Bitcoin price nears $72,000 as U.S. ETFs log $683 million inflows

Bitcoin approached $72,000 as U.S. spot bitcoin ETFs posted back-to-back net inflows of about $458 million and $225 million, even as markets tracked Middle East tensions and shifting rate-cut bets.
Bitcoin climbed toward $72,000 on March 4 as U.S.-listed spot Bitcoin exchange-traded funds recorded consecutive net inflows of about $458 million on March 2 and $225 million on March 3, while markets monitored rising tensions in the Middle East and later expectations for Federal Reserve rate cuts.
ETF subscriptions strengthened after a choppy stretch. Data from SoSoValue show no individual fund posted net outflows on March 2. Flows into spot Ether products were smaller and mixed, with about $38.7 million of net inflows on March 2 followed by roughly $10.9 million of net outflows on March 3.
Over the past 24 hours, Bitcoin has gained more than 5% and is trading around $71,200 as of this writing. Ether trades above $2,000.

Derivatives activity picked up. Glassnode reported that on March 2, perpetual futures open interest logged its largest daily percentage increase since July 2025 as Bitcoin tested near $69,400, a level that has often preceded profit-taking. Rising leverage can magnify price swings in both directions.
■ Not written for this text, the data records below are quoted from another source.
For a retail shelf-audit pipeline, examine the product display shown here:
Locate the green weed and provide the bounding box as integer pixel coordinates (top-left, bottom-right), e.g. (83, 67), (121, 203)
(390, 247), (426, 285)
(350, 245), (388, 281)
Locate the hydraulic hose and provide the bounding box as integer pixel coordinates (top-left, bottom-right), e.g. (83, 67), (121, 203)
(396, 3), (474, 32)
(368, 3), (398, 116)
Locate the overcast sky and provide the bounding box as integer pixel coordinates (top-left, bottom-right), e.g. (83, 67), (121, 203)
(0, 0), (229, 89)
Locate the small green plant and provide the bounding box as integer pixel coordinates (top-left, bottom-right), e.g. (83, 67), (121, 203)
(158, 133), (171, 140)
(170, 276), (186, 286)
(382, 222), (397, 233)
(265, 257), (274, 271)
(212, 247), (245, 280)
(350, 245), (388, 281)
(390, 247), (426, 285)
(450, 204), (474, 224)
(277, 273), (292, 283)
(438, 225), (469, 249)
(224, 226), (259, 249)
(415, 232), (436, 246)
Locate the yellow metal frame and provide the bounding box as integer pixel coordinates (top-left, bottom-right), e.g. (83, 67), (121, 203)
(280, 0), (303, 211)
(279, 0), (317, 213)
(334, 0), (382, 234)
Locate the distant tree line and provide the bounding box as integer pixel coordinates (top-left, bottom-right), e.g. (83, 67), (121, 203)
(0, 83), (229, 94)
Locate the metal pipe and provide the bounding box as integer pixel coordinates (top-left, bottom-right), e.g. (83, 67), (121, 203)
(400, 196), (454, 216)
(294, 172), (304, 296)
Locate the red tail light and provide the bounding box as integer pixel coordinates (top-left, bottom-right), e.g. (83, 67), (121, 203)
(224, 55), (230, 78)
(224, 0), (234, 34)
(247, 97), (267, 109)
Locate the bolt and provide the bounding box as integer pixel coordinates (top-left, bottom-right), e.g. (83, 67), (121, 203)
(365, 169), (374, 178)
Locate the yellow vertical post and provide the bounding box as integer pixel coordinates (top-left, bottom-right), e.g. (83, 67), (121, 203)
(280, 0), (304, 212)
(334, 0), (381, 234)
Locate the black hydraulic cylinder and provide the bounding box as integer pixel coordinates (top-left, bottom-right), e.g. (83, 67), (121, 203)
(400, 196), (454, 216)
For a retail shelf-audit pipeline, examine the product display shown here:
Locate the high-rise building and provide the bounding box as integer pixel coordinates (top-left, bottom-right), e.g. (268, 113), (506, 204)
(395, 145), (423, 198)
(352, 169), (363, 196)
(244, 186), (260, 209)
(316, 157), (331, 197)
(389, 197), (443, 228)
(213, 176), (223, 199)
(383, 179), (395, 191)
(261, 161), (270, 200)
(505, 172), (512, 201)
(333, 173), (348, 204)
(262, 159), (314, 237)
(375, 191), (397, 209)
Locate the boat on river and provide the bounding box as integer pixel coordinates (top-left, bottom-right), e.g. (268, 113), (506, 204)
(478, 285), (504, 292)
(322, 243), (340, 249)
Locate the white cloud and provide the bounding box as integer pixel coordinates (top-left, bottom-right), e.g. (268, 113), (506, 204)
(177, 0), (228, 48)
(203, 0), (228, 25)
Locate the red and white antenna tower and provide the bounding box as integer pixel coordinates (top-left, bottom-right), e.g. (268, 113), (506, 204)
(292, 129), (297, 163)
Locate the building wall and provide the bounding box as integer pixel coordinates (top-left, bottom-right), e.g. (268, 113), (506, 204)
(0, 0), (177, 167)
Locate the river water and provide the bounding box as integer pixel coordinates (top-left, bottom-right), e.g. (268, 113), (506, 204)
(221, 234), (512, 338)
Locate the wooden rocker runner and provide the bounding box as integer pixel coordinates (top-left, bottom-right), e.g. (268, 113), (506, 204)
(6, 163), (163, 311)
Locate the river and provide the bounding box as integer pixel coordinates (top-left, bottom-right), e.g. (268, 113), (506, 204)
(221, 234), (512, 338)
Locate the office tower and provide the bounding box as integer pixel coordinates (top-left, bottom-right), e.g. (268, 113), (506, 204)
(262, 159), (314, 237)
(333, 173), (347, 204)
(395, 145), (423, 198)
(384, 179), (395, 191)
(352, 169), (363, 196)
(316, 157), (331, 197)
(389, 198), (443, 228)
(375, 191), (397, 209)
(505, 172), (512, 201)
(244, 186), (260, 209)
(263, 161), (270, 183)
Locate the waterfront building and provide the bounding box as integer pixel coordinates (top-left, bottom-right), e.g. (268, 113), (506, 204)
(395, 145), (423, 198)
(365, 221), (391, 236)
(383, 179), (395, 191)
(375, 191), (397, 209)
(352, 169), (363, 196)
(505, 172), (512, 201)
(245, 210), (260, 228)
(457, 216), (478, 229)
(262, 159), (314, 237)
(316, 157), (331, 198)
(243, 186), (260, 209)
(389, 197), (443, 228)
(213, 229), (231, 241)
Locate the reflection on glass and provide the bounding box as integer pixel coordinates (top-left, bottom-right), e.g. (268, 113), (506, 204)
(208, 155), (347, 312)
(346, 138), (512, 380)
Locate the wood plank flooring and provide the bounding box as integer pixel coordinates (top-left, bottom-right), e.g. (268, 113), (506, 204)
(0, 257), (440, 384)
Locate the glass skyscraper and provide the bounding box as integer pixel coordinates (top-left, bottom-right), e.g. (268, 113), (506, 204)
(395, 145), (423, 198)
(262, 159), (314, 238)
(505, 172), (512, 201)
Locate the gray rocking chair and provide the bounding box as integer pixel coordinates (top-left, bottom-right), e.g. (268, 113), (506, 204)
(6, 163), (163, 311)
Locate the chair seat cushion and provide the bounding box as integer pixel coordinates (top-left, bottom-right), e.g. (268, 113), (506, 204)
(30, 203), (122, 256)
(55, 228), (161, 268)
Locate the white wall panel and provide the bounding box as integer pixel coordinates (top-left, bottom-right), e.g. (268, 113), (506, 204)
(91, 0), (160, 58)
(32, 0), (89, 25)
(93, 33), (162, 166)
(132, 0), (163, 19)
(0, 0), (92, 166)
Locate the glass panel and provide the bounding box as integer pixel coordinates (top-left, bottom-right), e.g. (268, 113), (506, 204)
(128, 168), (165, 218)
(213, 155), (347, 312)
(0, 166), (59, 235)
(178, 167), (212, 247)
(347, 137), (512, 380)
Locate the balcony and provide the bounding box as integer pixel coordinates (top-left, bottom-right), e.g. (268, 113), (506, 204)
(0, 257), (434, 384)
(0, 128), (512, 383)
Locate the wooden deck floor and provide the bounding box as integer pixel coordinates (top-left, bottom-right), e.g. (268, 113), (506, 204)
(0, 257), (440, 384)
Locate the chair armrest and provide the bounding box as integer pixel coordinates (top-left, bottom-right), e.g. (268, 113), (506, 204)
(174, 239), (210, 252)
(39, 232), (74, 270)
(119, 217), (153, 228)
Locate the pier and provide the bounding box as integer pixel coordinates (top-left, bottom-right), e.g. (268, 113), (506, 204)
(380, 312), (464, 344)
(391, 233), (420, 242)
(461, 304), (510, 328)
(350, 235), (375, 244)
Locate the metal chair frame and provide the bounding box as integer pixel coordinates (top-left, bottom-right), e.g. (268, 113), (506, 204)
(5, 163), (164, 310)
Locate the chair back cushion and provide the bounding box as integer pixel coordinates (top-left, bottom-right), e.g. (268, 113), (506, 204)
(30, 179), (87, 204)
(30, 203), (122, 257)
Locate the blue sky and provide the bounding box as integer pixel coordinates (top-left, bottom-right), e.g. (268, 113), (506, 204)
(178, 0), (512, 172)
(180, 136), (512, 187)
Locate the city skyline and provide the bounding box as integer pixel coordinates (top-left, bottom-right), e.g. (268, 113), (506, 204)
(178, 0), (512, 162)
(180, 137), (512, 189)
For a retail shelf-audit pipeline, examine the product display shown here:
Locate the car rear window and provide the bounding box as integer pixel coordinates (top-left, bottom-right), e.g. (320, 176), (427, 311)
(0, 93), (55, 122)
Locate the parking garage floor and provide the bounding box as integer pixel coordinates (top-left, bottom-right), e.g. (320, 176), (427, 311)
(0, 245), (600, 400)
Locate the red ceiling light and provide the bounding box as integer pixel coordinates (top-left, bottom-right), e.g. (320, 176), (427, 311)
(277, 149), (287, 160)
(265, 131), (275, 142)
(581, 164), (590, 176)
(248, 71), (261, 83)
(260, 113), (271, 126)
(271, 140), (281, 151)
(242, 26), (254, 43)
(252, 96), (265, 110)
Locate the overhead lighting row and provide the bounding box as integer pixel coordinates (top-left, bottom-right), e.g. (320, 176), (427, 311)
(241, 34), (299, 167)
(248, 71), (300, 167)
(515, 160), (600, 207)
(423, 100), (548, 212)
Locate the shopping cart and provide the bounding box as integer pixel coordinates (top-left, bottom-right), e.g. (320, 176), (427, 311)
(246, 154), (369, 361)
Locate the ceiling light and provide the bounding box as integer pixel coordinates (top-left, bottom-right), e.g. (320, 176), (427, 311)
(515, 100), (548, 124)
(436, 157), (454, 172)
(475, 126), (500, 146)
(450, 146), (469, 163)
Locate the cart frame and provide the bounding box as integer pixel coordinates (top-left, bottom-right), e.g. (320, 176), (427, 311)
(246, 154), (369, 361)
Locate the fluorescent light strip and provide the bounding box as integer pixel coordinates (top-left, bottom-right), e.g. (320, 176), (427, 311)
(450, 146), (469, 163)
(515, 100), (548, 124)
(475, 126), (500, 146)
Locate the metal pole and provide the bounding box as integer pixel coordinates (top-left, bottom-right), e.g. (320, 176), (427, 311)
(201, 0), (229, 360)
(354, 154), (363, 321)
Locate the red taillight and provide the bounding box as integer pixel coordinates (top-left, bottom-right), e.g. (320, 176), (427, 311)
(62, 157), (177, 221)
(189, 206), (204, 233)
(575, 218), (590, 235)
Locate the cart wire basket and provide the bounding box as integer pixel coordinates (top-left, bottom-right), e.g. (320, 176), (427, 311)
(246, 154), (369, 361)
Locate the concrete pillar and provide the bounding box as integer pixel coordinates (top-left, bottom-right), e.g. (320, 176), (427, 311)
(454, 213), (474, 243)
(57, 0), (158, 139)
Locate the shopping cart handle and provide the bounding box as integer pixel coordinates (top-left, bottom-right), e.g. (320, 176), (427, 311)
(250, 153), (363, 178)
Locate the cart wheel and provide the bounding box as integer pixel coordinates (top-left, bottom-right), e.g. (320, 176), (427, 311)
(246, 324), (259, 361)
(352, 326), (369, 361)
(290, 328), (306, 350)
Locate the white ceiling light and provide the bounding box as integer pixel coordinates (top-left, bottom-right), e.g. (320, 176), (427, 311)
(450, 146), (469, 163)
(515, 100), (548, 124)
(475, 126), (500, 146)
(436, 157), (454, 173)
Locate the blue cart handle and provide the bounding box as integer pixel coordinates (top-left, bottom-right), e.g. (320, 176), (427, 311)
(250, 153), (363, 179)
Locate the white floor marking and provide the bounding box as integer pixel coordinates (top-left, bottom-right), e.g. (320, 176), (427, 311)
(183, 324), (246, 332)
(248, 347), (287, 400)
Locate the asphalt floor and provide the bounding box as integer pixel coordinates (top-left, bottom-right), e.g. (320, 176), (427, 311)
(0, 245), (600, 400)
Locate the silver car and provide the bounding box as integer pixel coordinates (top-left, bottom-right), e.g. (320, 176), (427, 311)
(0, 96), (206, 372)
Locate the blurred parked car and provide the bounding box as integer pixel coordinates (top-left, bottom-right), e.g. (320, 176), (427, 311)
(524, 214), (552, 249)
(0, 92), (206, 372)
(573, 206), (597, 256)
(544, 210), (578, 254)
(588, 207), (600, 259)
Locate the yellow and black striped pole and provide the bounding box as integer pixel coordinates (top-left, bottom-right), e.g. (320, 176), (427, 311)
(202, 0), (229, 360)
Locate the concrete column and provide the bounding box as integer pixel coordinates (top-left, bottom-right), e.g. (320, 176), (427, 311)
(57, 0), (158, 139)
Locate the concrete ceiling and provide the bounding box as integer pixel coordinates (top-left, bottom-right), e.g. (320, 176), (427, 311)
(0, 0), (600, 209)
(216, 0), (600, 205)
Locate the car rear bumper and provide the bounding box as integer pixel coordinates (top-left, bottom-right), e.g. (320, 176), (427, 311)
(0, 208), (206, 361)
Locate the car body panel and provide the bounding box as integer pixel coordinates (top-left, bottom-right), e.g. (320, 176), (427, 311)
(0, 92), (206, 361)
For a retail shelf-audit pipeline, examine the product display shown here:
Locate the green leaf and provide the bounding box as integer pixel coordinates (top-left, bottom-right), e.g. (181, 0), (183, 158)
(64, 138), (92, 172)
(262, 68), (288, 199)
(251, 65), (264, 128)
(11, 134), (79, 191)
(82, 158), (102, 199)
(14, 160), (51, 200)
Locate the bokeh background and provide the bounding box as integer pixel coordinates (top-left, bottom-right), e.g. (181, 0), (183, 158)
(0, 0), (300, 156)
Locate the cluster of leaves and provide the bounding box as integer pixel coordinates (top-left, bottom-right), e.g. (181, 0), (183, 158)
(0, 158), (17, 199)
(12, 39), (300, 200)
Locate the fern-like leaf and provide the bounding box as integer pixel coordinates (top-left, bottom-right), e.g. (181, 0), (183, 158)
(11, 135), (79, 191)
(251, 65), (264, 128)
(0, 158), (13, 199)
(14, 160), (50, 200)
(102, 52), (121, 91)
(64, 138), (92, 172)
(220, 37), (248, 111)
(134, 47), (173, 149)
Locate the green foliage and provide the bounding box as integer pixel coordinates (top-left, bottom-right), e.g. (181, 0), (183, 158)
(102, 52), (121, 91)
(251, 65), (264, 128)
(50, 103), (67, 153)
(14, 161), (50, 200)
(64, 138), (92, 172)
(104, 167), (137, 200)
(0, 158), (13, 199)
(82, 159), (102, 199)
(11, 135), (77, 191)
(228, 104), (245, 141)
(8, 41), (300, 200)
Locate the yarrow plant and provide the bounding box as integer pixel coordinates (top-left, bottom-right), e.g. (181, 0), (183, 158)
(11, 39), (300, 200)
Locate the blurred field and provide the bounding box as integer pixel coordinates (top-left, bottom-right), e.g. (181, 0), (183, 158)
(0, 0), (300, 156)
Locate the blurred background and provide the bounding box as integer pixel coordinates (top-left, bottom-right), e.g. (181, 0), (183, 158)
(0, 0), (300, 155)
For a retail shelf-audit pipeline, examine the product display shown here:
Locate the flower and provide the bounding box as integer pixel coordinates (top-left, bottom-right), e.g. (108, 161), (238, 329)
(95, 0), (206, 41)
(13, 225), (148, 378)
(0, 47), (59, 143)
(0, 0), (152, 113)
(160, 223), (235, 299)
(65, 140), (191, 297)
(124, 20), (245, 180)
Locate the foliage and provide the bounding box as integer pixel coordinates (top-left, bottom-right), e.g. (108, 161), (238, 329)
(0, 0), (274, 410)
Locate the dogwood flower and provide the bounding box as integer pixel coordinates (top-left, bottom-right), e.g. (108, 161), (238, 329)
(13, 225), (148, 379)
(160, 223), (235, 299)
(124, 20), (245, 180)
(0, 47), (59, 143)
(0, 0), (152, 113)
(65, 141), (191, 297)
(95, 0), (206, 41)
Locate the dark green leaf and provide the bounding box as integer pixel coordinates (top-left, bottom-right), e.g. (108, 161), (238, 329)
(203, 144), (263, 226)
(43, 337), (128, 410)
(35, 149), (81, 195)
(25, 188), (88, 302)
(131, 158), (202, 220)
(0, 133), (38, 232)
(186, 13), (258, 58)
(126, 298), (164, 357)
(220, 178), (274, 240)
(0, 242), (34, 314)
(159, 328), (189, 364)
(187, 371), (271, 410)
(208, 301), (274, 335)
Fund flows pointed to renewed institutional interest. CoinShares estimated about $1 billion of net inflows into digital asset investment products last week, ending a five-week run of outflows. James Butterfill, CoinShares’ head of research, said investors are moving from de-risking to looking for entry points.
Interpreting ETF activity as immediate spot demand remains tricky. A March 3 analysis from Bitfinex highlighted that regulated products can create timing gaps between ETF share activity and underlying Bitcoin purchases, which can mute near-term price effects.
Geopolitics stayed in focus for cross-asset volatility. QCP Capital noted Bitcoin’s resilience while warning that more turbulence is possible if disruptions persist around the Strait of Hormuz. Market pricing has also pushed back expectations for near-term Federal Reserve rate cuts, affecting liquidity and risk appetite.